Monday 15 August 2016

CSR Dark Sun Play Report # 2 - Prep Work


Overview:

  • Planning of the second session
  • Rules: Cypher System
  • Setting: Dark Sun - Burnt World of Athas
  • Number of players: 3
  • GM: Clay




Now that I've told you what happened during the Dangerous Mystery Items session (including the plot twist), I'd like to describe Clay's prep work.






Objectives:

  • To introduce the overarching campaign goal - with hooks: Cryo-Phoeix egg or Veiled Alliance.
Plot Points:
  • Party deposits (previous payment), shops, exchanges, etc.
  • Encounter Tarez and his goons in marketplace. Party confronted about stealing the wooden box. Potential fight. Tarez hints at value and significance of box and its contents.
  • Goron cooks meal with blood spice (Ngaire declared this as her session goal a few days before we sat down to play).
  • Cryo-Phoenix egg found in wooden box.
  • Tarez or Veiled Alliance are sources of additional information on the egg (remember the Veiled Alliance wooden coin that Gator got in the first session?).
NPCs:
  • Rufus - Ironworks (lock box dealer) - Lv 1
  • Iggy - merchant (elf) - Lv 2
  • Tarez - merchant (spices) - Lv 3
  • Goons - Lv 2
  • Groog - half-giant - Lv 4
  • Cryo-Phoenix - egg - Lv 5
Resources / Bookmarks:
  • Description of Balic (including the Dictator Andropinis and the Templars)
  • Map - City of Balic
  • Description of the Grey
  • Cypher Deck
Available Items:
  • Random cyphers - Iggy's shop - available to buy or through trade
  • Reasonable common items, armour, weapons, and supplies - available at marketplace.
Cryo-Phoenix Egg:
  • An egg that could hatch a baby ice phoenix (inhabitant of the Grey).
  • Potentially a powerful weapon or artifact.
  • Not intended to hatch this session. Intended to further interactions with Tarez and the Veiled Alliance.

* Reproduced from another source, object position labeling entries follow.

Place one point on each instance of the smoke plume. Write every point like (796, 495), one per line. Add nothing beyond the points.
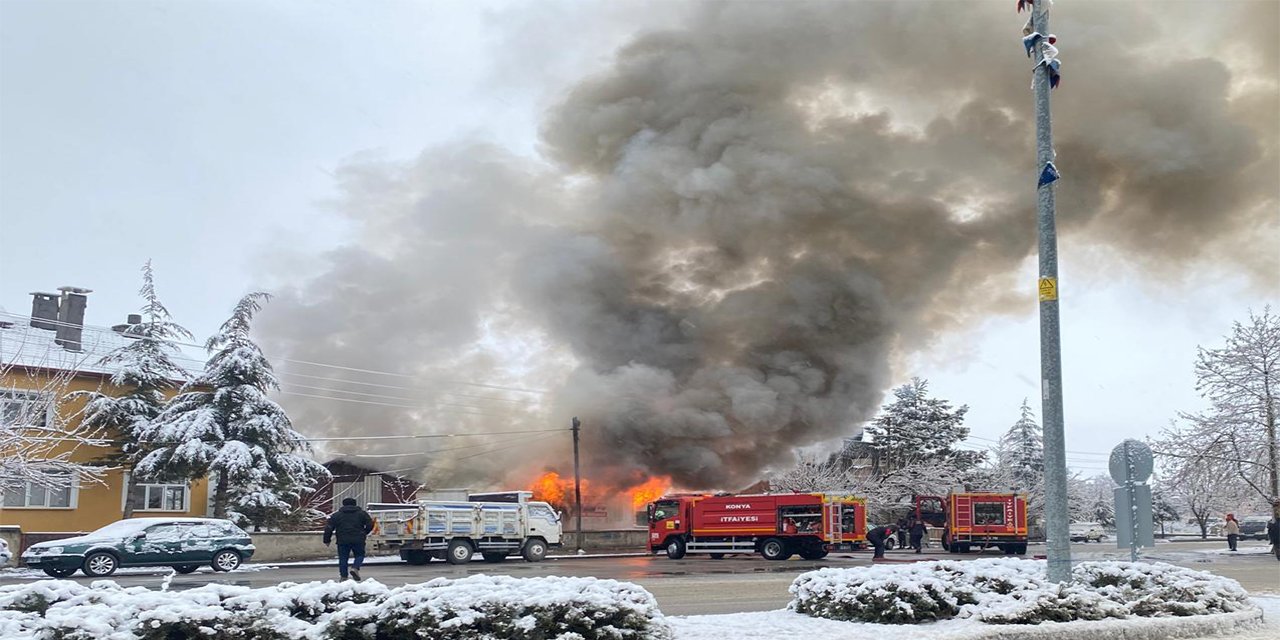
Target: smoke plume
(737, 224)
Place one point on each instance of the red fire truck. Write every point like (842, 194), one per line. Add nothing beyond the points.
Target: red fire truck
(977, 519)
(773, 525)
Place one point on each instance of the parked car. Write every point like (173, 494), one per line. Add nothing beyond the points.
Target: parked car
(1253, 529)
(183, 544)
(1087, 535)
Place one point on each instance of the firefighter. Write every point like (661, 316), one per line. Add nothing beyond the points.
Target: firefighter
(877, 538)
(918, 531)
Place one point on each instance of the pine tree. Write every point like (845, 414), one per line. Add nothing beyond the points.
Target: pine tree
(146, 370)
(917, 429)
(223, 424)
(1020, 460)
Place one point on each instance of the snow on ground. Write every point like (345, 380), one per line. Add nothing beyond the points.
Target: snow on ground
(785, 625)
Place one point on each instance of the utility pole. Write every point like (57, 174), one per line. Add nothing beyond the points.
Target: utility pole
(577, 485)
(1056, 526)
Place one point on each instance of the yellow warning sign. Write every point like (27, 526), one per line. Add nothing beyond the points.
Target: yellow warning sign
(1048, 289)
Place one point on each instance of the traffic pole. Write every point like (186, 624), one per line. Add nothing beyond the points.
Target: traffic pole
(1056, 521)
(577, 485)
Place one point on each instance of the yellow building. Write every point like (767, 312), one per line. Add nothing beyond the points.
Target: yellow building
(44, 360)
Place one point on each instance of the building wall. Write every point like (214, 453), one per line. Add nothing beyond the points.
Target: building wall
(95, 502)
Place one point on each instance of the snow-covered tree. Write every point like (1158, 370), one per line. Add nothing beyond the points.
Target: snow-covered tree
(1020, 460)
(917, 429)
(1232, 446)
(223, 424)
(145, 370)
(810, 475)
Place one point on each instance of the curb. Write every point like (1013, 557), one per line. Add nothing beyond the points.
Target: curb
(1128, 629)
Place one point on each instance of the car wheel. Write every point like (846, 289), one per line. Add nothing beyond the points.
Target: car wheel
(535, 551)
(460, 552)
(100, 563)
(775, 549)
(225, 560)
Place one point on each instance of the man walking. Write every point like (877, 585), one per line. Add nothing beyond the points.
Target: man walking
(1233, 531)
(350, 525)
(877, 538)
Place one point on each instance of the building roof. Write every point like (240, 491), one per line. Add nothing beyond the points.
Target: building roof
(22, 344)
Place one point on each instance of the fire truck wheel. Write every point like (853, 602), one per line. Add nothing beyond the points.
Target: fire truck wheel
(460, 552)
(675, 548)
(534, 551)
(775, 549)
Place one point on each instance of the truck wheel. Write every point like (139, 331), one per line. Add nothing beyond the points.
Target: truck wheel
(415, 556)
(534, 551)
(675, 548)
(775, 549)
(460, 552)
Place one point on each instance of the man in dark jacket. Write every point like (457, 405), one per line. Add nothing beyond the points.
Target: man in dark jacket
(918, 531)
(877, 538)
(350, 525)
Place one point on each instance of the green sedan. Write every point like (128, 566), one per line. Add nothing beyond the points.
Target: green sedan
(183, 544)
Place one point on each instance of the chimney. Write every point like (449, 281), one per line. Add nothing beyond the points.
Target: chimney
(129, 328)
(71, 316)
(44, 310)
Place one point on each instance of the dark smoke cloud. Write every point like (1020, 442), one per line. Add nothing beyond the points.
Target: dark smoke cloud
(737, 225)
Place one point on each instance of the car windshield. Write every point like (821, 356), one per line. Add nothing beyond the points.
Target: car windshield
(123, 528)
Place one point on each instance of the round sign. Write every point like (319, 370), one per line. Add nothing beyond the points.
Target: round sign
(1138, 466)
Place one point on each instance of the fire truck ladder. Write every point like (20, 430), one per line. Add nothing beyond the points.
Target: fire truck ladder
(964, 513)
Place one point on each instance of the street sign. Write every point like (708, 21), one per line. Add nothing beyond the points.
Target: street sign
(1132, 461)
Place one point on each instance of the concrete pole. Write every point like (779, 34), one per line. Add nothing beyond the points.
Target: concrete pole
(1056, 526)
(577, 485)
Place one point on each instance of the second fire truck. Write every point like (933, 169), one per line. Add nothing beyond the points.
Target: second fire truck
(773, 525)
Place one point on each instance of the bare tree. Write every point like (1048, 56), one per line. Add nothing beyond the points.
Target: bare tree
(40, 438)
(1242, 379)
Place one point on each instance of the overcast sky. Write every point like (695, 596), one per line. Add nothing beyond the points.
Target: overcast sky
(208, 137)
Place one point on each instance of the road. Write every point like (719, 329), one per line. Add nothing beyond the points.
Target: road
(699, 585)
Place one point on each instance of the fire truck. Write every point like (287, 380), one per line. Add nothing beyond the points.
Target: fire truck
(773, 525)
(976, 519)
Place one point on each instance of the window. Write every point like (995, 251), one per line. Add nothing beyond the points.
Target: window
(988, 513)
(24, 408)
(159, 497)
(35, 496)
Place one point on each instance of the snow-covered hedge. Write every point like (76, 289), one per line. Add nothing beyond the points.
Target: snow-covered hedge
(476, 607)
(1011, 592)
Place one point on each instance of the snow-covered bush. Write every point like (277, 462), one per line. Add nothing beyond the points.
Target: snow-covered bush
(1011, 592)
(476, 607)
(1160, 589)
(1054, 603)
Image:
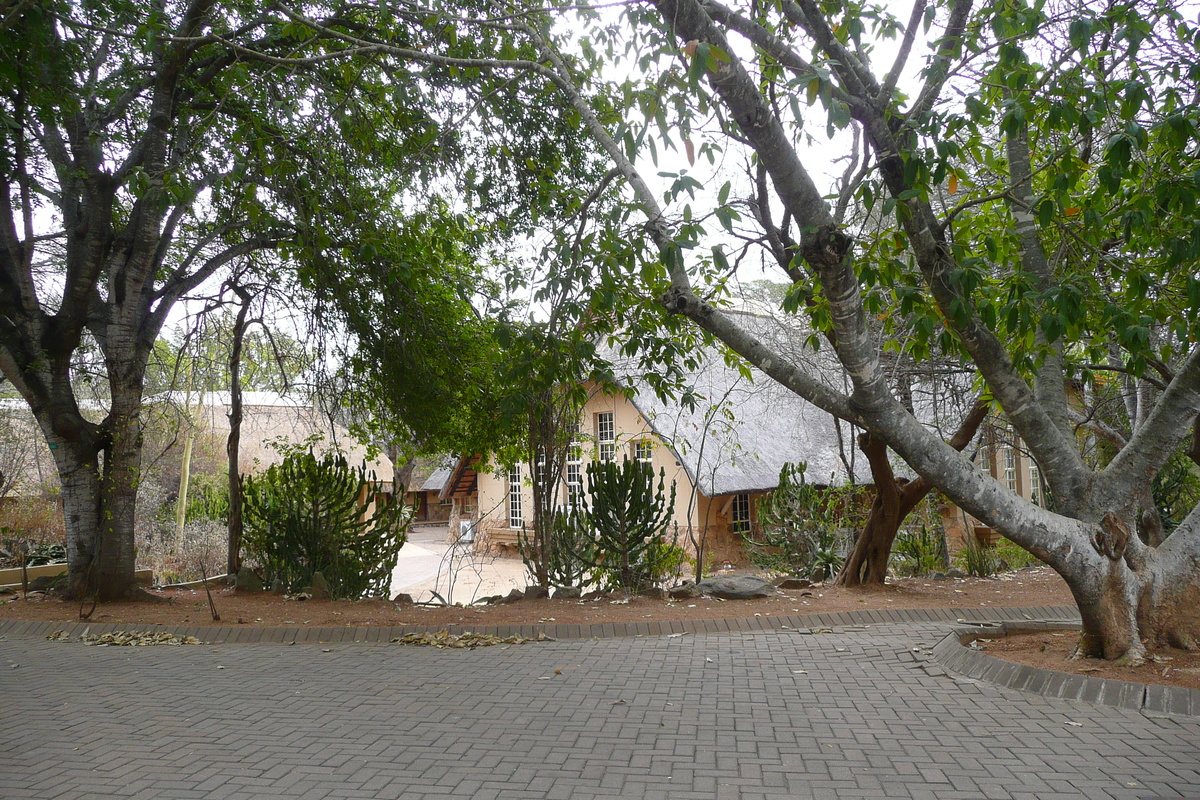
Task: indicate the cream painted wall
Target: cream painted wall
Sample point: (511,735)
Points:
(705,515)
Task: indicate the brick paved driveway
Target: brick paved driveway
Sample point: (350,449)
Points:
(773,714)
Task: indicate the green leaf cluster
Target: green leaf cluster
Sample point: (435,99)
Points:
(311,513)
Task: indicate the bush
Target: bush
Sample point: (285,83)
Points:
(977,559)
(304,516)
(1013,557)
(627,517)
(918,552)
(798,531)
(568,536)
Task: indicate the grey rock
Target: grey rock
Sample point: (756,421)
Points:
(742,587)
(319,589)
(47,582)
(685,590)
(249,581)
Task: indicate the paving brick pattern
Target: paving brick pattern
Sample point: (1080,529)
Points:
(857,713)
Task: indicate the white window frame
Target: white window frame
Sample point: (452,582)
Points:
(739,513)
(1011,468)
(573,474)
(606,435)
(1035,482)
(516,518)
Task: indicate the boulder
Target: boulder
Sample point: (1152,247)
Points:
(319,589)
(249,581)
(741,587)
(685,590)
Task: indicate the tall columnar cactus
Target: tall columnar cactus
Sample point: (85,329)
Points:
(305,516)
(629,518)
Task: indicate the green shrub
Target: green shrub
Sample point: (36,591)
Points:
(208,498)
(304,516)
(569,535)
(627,519)
(1011,555)
(918,552)
(977,559)
(797,530)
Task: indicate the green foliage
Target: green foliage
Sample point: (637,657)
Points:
(304,516)
(557,558)
(43,553)
(627,518)
(977,559)
(208,498)
(1176,491)
(797,529)
(918,552)
(1012,557)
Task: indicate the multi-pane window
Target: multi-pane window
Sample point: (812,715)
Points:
(1035,483)
(516,519)
(739,513)
(574,481)
(1009,456)
(575,470)
(606,435)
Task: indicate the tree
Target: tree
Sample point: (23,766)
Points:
(1069,132)
(148,148)
(627,519)
(307,515)
(1078,232)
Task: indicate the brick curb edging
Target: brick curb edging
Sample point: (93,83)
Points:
(243,635)
(953,654)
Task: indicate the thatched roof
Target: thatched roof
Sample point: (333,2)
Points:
(738,438)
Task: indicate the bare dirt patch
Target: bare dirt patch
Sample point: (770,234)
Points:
(1037,587)
(1053,650)
(1025,588)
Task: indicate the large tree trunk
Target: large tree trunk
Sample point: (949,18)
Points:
(233,444)
(100,476)
(894,499)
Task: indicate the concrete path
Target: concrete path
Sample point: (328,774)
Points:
(773,713)
(430,563)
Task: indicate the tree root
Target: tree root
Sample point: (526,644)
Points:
(138,594)
(1182,641)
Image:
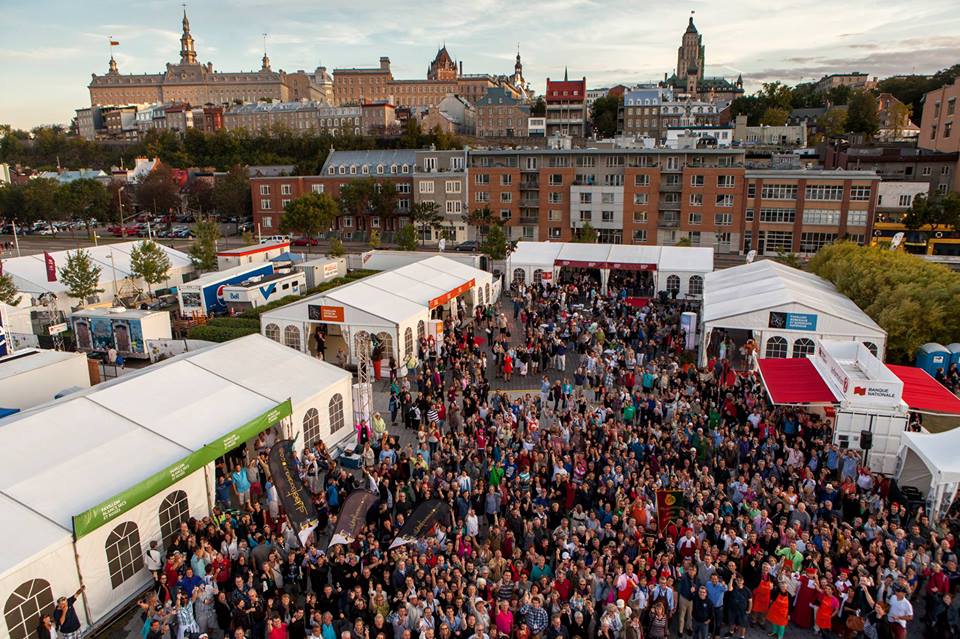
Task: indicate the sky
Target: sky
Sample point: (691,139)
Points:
(49,48)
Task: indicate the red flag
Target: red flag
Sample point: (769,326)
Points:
(51,267)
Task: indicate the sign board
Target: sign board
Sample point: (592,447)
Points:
(89,520)
(793,321)
(320,313)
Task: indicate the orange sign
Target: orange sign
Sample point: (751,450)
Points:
(449,295)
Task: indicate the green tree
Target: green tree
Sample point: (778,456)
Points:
(309,215)
(407,238)
(833,123)
(426,216)
(150,262)
(494,244)
(603,113)
(862,116)
(204,249)
(81,276)
(8,291)
(587,234)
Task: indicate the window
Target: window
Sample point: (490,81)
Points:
(273,332)
(124,555)
(335,409)
(311,426)
(825,217)
(695,285)
(776,347)
(803,347)
(778,216)
(779,192)
(824,193)
(291,337)
(673,284)
(24,606)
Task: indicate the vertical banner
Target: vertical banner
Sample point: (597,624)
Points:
(670,503)
(421,520)
(51,265)
(293,494)
(353,516)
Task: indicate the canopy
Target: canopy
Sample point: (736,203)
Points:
(924,394)
(794,381)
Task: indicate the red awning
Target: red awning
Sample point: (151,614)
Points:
(794,381)
(924,394)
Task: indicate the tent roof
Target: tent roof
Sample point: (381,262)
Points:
(923,393)
(768,284)
(794,381)
(71,454)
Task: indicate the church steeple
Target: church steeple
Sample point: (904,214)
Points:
(188,54)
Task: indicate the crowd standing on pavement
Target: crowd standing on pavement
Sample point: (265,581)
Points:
(554,530)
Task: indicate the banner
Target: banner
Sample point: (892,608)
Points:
(353,516)
(670,503)
(294,496)
(91,519)
(421,521)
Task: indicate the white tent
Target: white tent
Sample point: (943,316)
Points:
(90,453)
(783,309)
(931,464)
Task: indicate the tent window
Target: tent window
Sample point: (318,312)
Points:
(174,510)
(336,413)
(803,347)
(673,284)
(695,286)
(291,337)
(311,427)
(273,332)
(24,607)
(776,347)
(124,555)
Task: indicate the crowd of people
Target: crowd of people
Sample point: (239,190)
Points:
(554,530)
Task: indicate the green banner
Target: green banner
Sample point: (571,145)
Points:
(88,521)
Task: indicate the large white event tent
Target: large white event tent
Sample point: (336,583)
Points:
(783,310)
(393,305)
(88,481)
(678,268)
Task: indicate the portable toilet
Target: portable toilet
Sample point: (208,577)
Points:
(932,356)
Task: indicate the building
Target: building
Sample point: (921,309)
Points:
(567,107)
(500,115)
(940,122)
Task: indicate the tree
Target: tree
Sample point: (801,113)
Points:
(833,123)
(80,275)
(587,234)
(8,291)
(603,113)
(426,216)
(204,249)
(407,238)
(774,116)
(862,116)
(150,262)
(495,243)
(309,214)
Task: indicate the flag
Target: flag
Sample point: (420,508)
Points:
(420,522)
(353,516)
(293,495)
(670,503)
(51,265)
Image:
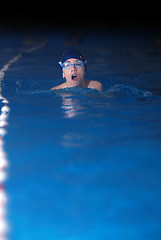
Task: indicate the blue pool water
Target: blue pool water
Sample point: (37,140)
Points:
(83,164)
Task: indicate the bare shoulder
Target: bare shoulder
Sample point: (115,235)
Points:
(94,85)
(61,86)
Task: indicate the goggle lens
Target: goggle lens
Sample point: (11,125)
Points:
(77,64)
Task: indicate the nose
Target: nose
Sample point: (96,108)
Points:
(73,68)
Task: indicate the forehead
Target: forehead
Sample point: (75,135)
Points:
(72,60)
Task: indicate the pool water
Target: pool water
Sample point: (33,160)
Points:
(84,164)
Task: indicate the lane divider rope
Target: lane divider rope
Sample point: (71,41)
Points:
(4,113)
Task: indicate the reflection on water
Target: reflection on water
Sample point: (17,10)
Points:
(72,108)
(3,175)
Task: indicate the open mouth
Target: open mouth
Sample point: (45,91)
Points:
(74,77)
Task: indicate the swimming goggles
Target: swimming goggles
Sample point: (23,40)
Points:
(68,65)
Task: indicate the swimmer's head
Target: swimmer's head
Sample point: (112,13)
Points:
(73,53)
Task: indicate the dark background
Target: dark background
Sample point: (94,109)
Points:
(51,15)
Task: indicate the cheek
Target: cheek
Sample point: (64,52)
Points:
(66,74)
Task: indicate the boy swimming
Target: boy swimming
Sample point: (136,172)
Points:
(74,65)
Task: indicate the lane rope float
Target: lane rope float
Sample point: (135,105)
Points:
(4,113)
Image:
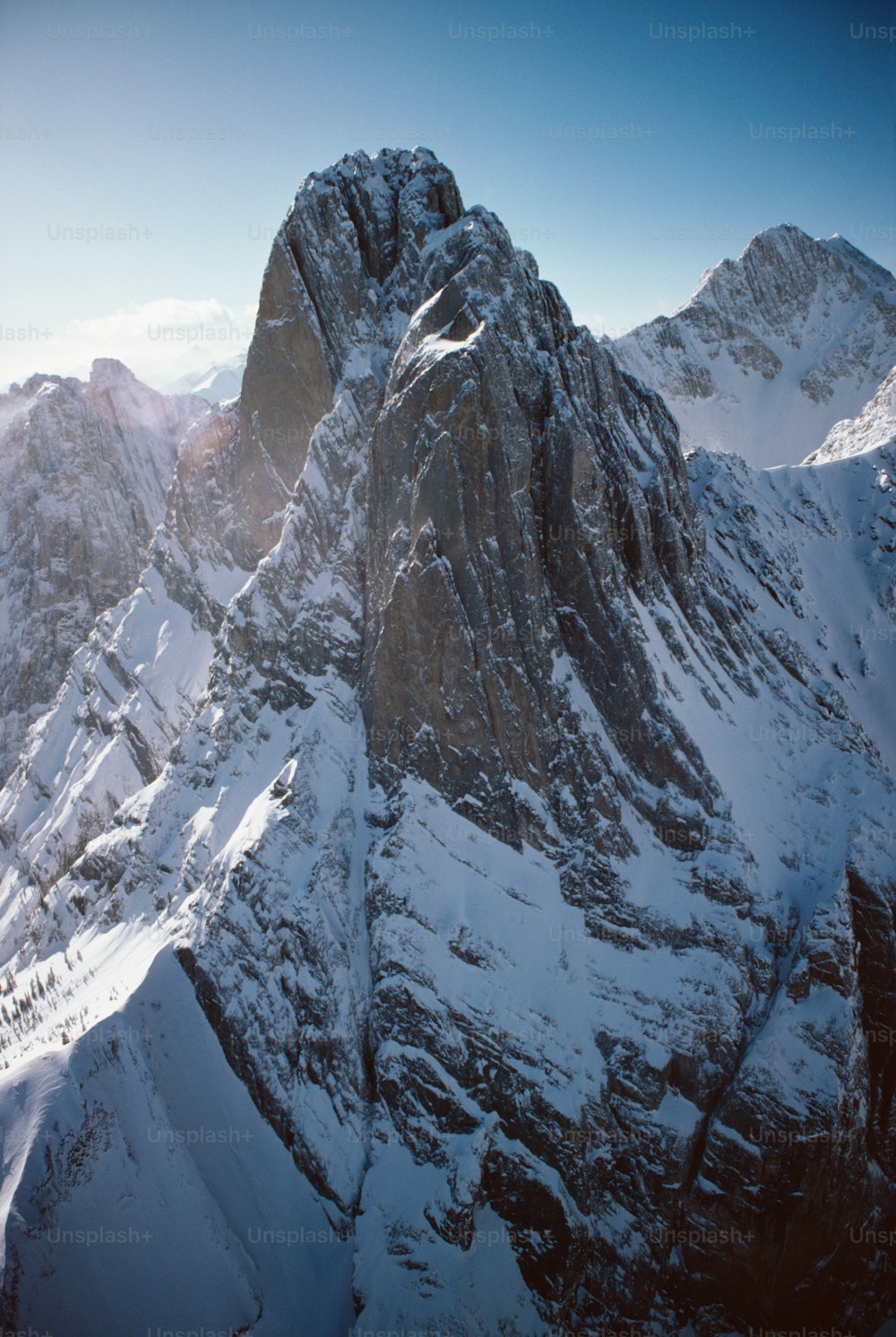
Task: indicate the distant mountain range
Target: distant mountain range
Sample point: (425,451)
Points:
(773,348)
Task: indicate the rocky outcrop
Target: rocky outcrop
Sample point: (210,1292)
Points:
(84,470)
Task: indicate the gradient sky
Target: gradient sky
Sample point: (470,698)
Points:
(627,160)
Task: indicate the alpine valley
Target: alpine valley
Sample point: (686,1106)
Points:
(448,837)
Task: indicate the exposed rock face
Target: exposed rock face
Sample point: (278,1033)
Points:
(773,348)
(511,793)
(874,427)
(84,470)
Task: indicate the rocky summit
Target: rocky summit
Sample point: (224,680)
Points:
(452,889)
(771,349)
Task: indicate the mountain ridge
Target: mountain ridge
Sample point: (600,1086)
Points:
(773,348)
(511,792)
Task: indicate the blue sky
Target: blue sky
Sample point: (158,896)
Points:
(627,144)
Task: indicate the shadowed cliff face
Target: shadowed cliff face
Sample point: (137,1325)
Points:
(526,863)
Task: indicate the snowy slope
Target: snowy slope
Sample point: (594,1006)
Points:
(771,349)
(513,797)
(84,470)
(217,383)
(874,427)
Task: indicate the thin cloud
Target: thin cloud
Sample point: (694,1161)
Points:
(160,341)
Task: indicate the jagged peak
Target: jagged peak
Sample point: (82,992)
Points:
(108,371)
(785,247)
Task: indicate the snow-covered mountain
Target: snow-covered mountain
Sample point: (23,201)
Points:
(84,470)
(874,427)
(771,349)
(216,383)
(453,892)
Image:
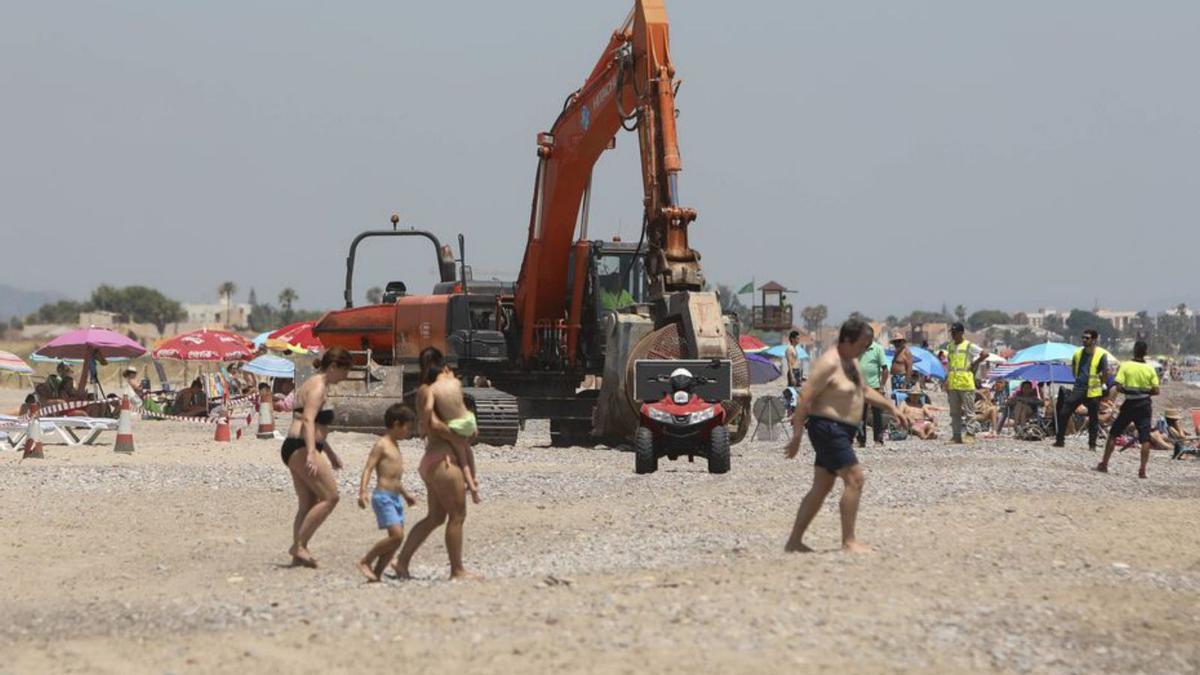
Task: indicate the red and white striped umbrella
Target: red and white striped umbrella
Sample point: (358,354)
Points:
(12,363)
(205,346)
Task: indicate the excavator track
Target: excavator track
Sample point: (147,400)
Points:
(497,416)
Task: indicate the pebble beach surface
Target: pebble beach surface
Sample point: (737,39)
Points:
(996,556)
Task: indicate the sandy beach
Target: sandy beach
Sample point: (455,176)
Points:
(997,556)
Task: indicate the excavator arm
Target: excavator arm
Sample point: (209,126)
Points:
(633,85)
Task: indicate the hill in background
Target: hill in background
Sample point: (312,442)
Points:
(18,302)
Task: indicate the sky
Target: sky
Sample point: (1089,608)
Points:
(874,156)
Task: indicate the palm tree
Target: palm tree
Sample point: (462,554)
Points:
(226,291)
(286,298)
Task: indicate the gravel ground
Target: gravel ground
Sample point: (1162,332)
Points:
(1001,555)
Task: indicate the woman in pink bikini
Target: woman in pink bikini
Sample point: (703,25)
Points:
(444,479)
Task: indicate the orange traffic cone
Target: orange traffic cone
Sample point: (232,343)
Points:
(222,435)
(33,436)
(265,416)
(124,429)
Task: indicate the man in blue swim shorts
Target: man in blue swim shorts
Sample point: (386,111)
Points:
(831,408)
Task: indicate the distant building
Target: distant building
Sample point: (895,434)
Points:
(1122,321)
(1038,318)
(220,314)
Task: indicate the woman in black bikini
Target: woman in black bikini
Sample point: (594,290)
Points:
(310,458)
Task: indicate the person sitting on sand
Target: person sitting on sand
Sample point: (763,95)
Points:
(441,470)
(191,401)
(921,417)
(832,408)
(1023,404)
(389,497)
(310,458)
(987,411)
(60,386)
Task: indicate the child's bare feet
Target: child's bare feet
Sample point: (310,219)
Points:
(857,548)
(367,572)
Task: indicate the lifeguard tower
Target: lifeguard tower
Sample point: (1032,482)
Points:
(773,311)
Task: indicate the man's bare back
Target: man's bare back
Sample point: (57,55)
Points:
(840,398)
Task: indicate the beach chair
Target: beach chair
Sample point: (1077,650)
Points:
(70,430)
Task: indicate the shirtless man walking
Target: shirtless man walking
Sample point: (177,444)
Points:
(831,407)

So, obviously, the session didn't play out as expected. It is a perfect example of the "creative and unpredictable players" that seriously derail all the GM's planning.

Most of Clay's ideas for future sessions were effectively destroyed, and the session quickly dissolved into improvised story-telling.

Some notes on the in-game fly-by-the-seat-of-your-pants decisions:







Tarez:

  • So, the party sort of disengaged from the encounter without gathering much information. Clay decided to just wait to see what they'd do next.
Cryo-Phoenix:
  • It wasn't suppose to hatch. But the party showed little interest in engaging Tarez or other parties for information (they were more interested in robbing the merchant). Then the mage started throwing spells at the egg - so why not hatch the thing? A baby ice phoenix could be hilarious, right?
Doomsday Device (cypher)
  • Random cyphers can be disruptive.
  • Clay quickly decided that total party death (and the destruction of a city-state) was not desirable.
  • The baby Cryo-Phoenix was used to absorb most of the destructive power of the Doomsday Device. But as a result, the phoenix grew big and strong, into an adult, in a matter of minutes.
  • The party was not ready to face an adult Cryo-Phoenix (much stronger than Lv 5), so Clay decided to have it fly away before the party had a chance to react.
  • The lesson: think carefully before using cyphers that you don't understand. As the commercial say, "If you don't know just what it is, don't put it in your mouth."




The session lasted about three hours. Even if we hadn't run out of time, Clay needed time to reconsider where the plot could go next.

By the way, Clay is reading over my shoulder, making sure that he agrees with my memories and explanations.